フランス旅行顛末記 4

カフェ探し

      Boulevad Peripherique ペリフェリック通り パリ環状道路

2011年5月15日、パリに来て初めての日曜日。フランスの日曜日は、ほとんどの店が休みとなるので旅行者にとっては退屈である。今日は約束がないので朝ゆっくりして、遅い朝食を食べようとホテル近くのカフェに出掛けるが、すでにサービスは終わっていた。 

仕方なしに近所を歩いてカフェを探すことにした。高架線の Boulevard Périphérique(ペリフェリック通り/パリ環状道路)に沿って歩いていると、スポーツレジャーセンターの看板が見えた。小規模な施設だが、人がどんどん吸い込まれるように入っていく。この辺で営業している店は此処しかないので、時間潰しに寄ってみることにした。 

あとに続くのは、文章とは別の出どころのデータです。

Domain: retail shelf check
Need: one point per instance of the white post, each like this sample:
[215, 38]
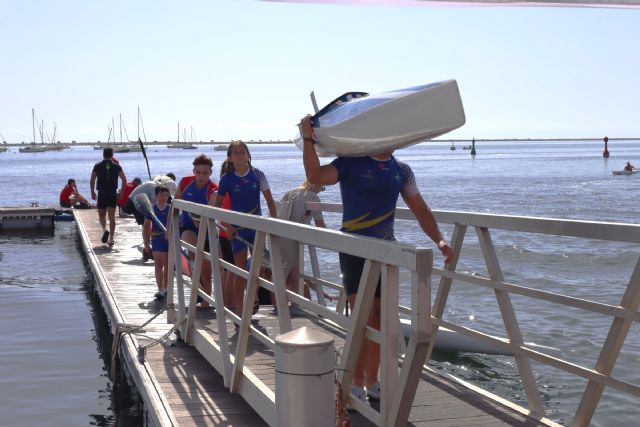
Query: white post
[305, 391]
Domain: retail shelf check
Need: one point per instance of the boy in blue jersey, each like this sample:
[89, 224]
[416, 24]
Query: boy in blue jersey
[369, 188]
[159, 243]
[243, 183]
[197, 189]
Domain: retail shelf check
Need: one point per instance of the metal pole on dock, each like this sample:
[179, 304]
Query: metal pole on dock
[605, 153]
[305, 391]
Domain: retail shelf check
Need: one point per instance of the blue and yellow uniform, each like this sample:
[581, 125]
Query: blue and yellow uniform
[244, 192]
[369, 188]
[159, 242]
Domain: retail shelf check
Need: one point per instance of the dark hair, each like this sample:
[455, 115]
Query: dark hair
[223, 168]
[160, 189]
[203, 159]
[230, 167]
[107, 153]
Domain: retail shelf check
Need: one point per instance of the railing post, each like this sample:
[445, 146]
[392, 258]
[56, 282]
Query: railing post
[305, 392]
[510, 323]
[610, 351]
[418, 346]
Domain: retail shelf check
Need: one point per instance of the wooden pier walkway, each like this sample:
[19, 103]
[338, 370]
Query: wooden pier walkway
[179, 386]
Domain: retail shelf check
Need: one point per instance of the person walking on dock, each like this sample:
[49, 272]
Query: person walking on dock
[197, 188]
[106, 174]
[159, 242]
[243, 183]
[369, 187]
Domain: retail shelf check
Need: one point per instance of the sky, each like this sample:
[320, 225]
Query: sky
[243, 69]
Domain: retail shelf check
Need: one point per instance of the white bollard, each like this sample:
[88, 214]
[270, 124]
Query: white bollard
[305, 390]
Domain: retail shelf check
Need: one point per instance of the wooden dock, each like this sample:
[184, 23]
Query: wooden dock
[180, 387]
[26, 218]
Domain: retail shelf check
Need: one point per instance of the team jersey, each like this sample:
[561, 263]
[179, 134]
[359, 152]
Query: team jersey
[369, 189]
[66, 192]
[162, 215]
[107, 173]
[191, 193]
[244, 191]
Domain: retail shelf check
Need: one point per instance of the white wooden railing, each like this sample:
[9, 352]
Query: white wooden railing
[382, 258]
[622, 315]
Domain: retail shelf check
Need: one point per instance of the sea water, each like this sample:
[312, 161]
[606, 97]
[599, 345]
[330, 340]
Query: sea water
[55, 361]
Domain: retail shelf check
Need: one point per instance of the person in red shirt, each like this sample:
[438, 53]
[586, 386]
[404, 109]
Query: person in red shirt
[71, 198]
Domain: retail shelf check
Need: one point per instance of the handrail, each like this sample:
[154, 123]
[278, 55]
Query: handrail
[383, 258]
[622, 315]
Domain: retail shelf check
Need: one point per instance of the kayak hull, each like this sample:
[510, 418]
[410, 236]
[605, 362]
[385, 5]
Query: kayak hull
[388, 121]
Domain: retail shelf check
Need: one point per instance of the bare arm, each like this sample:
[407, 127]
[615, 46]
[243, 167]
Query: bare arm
[273, 212]
[316, 174]
[92, 184]
[146, 233]
[428, 224]
[123, 179]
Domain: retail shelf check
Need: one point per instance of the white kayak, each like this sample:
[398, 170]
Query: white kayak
[359, 124]
[449, 340]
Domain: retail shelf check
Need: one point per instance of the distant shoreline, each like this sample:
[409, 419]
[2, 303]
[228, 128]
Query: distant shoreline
[159, 143]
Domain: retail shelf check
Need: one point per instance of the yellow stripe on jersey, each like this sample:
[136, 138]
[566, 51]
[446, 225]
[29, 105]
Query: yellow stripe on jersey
[358, 223]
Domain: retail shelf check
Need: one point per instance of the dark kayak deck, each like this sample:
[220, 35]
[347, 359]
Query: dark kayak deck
[179, 387]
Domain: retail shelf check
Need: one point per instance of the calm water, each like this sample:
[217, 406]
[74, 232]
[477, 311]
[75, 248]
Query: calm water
[46, 294]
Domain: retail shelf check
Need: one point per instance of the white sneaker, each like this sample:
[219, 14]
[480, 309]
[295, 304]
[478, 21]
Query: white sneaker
[359, 393]
[373, 391]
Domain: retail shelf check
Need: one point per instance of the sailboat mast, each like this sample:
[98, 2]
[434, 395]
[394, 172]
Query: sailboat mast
[33, 124]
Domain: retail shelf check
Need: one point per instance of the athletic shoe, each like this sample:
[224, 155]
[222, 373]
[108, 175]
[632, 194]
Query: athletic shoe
[360, 394]
[373, 391]
[147, 255]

外観の印象より中はかなり広く、スポーツジム、ゲームセンター、ファミリーレストラン等があり、子供やティーンエイジャーで賑わっていた。お腹がすいていたので何か食べようとしたが、ろくなレストランもない。結局間違いのないファーストフードで朝食兼昼食のハンバーガーを食べた。 

何か損をした気がした。フランスまで来て何故ハンバーガーを食べなければならないのか、自分に腹が立った。帰りにデザートのケーキを二つ買ってホテルに戻った。このホテルは、日曜日になると一日中ドアロックがかかっているので、外出する宿泊客は事前に貰ったコード番号を押さなければ中には入れない。 

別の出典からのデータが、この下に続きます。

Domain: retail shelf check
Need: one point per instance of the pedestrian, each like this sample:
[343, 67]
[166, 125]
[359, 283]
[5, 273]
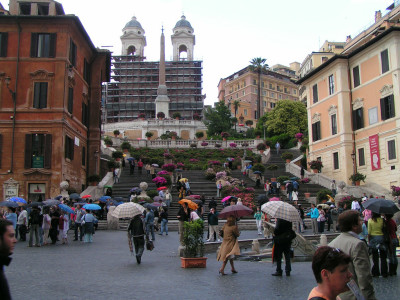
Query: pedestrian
[136, 232]
[164, 221]
[258, 216]
[350, 225]
[331, 271]
[283, 236]
[230, 246]
[8, 241]
[149, 222]
[377, 245]
[213, 225]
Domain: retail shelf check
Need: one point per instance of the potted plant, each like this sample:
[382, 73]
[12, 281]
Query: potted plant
[357, 177]
[116, 132]
[287, 156]
[148, 134]
[176, 115]
[94, 179]
[193, 253]
[199, 134]
[108, 141]
[315, 165]
[126, 146]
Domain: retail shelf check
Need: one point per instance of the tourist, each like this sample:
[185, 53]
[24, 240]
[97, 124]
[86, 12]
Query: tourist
[230, 245]
[283, 236]
[331, 270]
[136, 231]
[8, 241]
[258, 216]
[377, 245]
[348, 241]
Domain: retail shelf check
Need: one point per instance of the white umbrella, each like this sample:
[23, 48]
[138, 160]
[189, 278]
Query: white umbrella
[281, 210]
[127, 210]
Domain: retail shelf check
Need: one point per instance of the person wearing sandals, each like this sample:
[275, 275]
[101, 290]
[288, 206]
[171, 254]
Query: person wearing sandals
[230, 245]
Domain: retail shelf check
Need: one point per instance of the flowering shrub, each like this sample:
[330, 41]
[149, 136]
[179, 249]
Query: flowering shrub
[232, 145]
[299, 135]
[159, 180]
[395, 190]
[169, 167]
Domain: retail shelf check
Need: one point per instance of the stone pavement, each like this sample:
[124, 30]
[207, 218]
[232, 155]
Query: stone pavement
[106, 270]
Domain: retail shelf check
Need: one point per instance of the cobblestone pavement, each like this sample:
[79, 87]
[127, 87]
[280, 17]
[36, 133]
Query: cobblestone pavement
[106, 270]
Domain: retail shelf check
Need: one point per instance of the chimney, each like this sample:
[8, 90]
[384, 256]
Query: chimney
[378, 16]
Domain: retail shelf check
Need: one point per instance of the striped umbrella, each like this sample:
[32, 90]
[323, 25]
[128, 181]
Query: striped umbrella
[127, 210]
[281, 210]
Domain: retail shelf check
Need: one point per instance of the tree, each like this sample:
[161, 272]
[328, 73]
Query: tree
[217, 119]
[287, 117]
[258, 65]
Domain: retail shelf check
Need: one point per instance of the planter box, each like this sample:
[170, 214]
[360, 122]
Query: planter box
[196, 262]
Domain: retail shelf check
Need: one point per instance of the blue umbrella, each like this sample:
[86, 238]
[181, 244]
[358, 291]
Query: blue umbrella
[66, 208]
[17, 199]
[92, 207]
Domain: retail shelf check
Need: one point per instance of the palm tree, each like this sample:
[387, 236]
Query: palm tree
[258, 65]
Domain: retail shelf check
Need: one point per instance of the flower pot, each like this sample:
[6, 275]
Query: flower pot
[195, 262]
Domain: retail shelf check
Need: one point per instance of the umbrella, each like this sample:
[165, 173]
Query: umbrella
[228, 197]
[74, 196]
[51, 202]
[92, 207]
[17, 199]
[66, 208]
[381, 206]
[235, 210]
[127, 210]
[8, 204]
[104, 198]
[281, 210]
[192, 205]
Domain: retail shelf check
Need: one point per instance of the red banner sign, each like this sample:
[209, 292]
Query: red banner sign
[374, 150]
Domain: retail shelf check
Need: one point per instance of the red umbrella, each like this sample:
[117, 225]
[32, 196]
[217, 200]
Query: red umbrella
[235, 210]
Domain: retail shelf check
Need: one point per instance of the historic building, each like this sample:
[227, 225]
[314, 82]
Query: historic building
[243, 85]
[353, 106]
[50, 100]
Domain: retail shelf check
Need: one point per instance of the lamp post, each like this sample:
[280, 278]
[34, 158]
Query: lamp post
[14, 99]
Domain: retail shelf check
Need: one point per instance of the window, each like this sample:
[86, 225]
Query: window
[391, 150]
[316, 131]
[69, 148]
[315, 93]
[331, 84]
[385, 61]
[356, 76]
[333, 124]
[387, 107]
[361, 157]
[70, 100]
[3, 44]
[335, 160]
[40, 95]
[38, 151]
[358, 119]
[72, 53]
[43, 44]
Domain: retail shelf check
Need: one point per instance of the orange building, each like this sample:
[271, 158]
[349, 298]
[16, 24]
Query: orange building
[50, 97]
[353, 107]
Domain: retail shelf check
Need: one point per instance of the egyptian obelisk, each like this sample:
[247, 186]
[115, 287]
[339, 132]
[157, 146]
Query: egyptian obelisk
[162, 100]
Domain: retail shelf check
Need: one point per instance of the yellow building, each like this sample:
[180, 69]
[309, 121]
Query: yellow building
[353, 107]
[243, 85]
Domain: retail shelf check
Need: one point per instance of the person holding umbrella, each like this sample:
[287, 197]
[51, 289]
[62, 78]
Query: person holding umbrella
[230, 246]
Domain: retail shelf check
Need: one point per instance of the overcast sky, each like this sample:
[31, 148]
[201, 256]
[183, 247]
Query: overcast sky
[229, 33]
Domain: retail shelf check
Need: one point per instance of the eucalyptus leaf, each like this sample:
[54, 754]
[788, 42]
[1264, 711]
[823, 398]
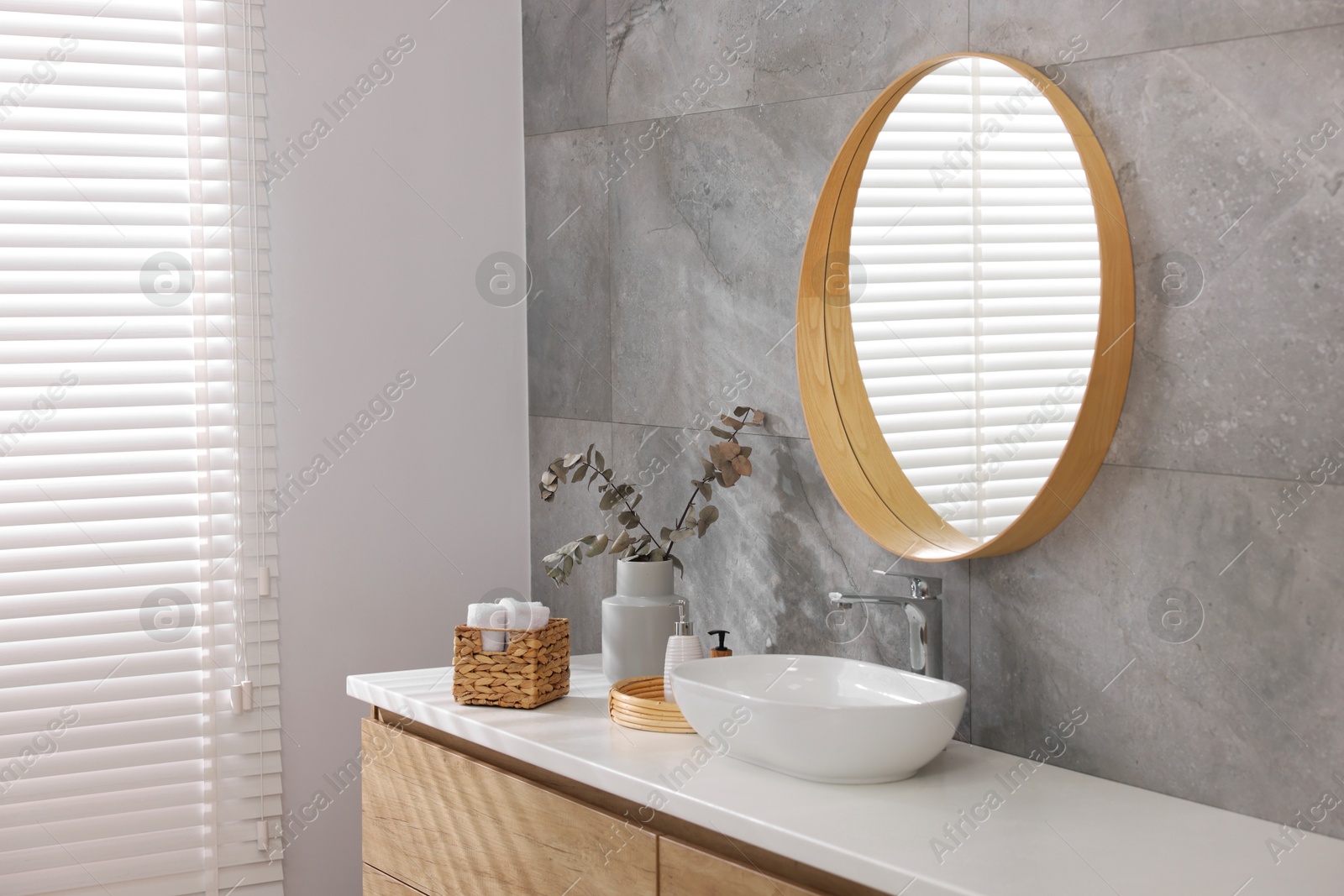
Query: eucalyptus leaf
[707, 516]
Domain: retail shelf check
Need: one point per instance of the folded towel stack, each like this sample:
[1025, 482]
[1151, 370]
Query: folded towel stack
[510, 613]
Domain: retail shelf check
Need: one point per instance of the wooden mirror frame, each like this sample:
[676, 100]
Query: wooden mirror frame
[848, 443]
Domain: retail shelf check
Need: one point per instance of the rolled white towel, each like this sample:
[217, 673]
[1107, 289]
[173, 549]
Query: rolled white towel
[479, 614]
[495, 641]
[526, 614]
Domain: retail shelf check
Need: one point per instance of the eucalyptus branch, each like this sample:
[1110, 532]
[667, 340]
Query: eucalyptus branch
[727, 463]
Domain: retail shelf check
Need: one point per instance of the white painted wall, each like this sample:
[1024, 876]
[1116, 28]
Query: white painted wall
[371, 269]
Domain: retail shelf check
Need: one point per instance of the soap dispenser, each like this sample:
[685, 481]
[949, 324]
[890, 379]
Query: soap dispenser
[682, 647]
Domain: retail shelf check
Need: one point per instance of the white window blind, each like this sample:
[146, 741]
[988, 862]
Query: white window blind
[976, 289]
[134, 445]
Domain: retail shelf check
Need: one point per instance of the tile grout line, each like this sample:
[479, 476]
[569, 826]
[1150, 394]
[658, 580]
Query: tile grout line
[853, 93]
[808, 438]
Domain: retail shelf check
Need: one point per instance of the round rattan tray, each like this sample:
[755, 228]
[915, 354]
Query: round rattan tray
[638, 703]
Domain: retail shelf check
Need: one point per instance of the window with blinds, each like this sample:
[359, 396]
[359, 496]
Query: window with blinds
[134, 445]
[976, 288]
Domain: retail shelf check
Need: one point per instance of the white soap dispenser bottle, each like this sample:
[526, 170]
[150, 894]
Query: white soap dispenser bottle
[682, 647]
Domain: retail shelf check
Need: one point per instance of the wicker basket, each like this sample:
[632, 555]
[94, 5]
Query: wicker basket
[534, 669]
[638, 703]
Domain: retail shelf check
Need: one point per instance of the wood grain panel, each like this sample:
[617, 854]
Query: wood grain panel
[380, 884]
[454, 826]
[685, 871]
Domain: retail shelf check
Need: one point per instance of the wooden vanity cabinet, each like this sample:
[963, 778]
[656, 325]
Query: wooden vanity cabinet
[449, 825]
[685, 871]
[444, 817]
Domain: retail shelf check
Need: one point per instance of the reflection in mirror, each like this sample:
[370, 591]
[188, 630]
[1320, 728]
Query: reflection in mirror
[981, 284]
[965, 311]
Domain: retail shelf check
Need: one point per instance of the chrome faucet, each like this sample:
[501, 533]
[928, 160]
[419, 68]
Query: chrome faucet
[922, 609]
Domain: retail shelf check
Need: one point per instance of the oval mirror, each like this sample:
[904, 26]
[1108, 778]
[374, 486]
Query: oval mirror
[965, 311]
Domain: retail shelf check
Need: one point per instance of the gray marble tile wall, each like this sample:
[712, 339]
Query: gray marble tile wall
[1194, 604]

入口左側にあるコード板を押したが、ドアは開かない。アレッ、番号は間違っていないのに。ガラス越しに見えるホテル従業員を呼びつけた。従業員いわく、毎週金曜日にコード番号を変更するのだという。それなら、もっと早く言ってくれなきゃ。なんと気の利かないサービスの悪いホテルなのだろう。二度と泊まってやるものか。 

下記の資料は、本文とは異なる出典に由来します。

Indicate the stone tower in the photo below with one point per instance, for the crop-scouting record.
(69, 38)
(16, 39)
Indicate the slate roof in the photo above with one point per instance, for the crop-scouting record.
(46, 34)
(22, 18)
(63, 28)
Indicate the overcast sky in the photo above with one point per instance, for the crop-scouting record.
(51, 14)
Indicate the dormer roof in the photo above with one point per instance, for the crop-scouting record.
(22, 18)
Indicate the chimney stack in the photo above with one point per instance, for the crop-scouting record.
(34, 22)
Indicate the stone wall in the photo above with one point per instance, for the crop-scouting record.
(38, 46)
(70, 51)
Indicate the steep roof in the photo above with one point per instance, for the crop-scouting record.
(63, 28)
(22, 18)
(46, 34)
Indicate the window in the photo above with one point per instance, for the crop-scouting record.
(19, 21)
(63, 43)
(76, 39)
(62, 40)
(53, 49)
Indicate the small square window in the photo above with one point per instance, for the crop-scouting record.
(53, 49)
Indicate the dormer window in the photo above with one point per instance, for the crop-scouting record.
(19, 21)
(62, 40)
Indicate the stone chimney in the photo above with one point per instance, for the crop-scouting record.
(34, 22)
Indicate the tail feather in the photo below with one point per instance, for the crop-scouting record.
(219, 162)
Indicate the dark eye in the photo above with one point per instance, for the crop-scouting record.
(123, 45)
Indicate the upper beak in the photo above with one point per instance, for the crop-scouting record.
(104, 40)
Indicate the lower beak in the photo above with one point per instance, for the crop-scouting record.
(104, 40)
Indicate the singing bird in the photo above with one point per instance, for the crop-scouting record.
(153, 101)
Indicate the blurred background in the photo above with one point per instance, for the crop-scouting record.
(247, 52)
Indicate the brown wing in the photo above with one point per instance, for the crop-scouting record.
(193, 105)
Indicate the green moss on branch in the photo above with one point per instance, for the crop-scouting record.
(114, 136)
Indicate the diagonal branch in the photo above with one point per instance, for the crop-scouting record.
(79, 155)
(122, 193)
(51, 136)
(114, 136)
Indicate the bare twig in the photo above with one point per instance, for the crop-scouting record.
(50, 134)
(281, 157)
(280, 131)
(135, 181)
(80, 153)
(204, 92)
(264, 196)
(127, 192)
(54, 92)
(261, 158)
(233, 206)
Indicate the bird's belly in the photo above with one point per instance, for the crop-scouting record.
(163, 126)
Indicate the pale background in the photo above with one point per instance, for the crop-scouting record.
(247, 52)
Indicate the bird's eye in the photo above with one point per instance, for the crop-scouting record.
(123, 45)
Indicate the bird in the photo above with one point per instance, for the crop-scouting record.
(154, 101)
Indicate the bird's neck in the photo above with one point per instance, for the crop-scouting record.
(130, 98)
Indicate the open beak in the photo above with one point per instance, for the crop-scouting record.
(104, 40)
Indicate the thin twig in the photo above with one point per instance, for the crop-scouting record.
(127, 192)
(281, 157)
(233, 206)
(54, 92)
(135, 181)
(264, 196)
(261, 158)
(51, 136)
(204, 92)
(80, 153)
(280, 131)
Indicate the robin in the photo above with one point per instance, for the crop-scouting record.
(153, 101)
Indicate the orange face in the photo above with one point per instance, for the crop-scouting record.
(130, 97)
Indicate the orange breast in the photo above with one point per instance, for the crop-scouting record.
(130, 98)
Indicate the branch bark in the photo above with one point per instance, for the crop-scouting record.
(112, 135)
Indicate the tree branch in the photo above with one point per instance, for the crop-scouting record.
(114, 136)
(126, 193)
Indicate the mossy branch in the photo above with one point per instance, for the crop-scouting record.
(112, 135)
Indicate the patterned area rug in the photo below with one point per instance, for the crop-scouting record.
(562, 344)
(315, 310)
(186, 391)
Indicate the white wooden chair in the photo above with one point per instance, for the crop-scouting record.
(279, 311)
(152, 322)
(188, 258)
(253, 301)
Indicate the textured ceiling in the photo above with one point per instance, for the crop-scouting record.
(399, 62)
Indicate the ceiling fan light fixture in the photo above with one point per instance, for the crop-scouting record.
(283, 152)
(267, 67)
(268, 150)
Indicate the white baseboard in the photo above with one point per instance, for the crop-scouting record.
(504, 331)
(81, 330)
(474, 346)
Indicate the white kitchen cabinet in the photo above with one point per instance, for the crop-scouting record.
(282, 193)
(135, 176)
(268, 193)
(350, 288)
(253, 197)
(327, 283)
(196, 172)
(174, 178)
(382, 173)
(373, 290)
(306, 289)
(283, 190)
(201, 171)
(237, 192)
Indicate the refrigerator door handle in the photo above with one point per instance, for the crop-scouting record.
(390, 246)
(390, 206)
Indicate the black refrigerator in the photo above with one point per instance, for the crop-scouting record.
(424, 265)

おまけに普通のホテルと違って、滞在中は誰も掃除にも来ない。自分で部屋備え付けの掃除機できれいにしなければならないのだ。テーブルを紙で拭いてみると、真っ黒で掃除した形跡がまったくない。きれい好きな私は、不満とストレスがたまった。 

相棒は、持ってきたノートパソコンを回線に接続しようとやっきになっていた。ホテルのカウンターと部屋を行ったり来たりしながら、アメフト選手なみの体格の黒人従業員にいちいち質問をしてはコンピュータをいじくりまわしていた。 

出発前、荷物が多くなるので、私は相棒に持って来るのを却下していた。にもかかわらず持参した手前、接続をしないと私に何を言われるか判らないので、目の下にくまを作りながら必死の形相になっていた。相棒はカメラマンという職業上、撮った写真をすぐに入力しておきたいのは判る。それは出来るとしても接続をしないとメールは送受信できない。何度も試みたが、ことごとく失敗して自信を失っていた。 

ホテル・カウンターの黒人大男は「君のコンピュータがフランス語か英語で書いてあれば助けてあげられるのにね」となぐさめられる始末。結局接続は出来ず諦めた。相棒はかなり落ち込んでションボリしていた。しかし、もっと落ち込む事件が待ち受けていようとは、その時は知るよしもなかった。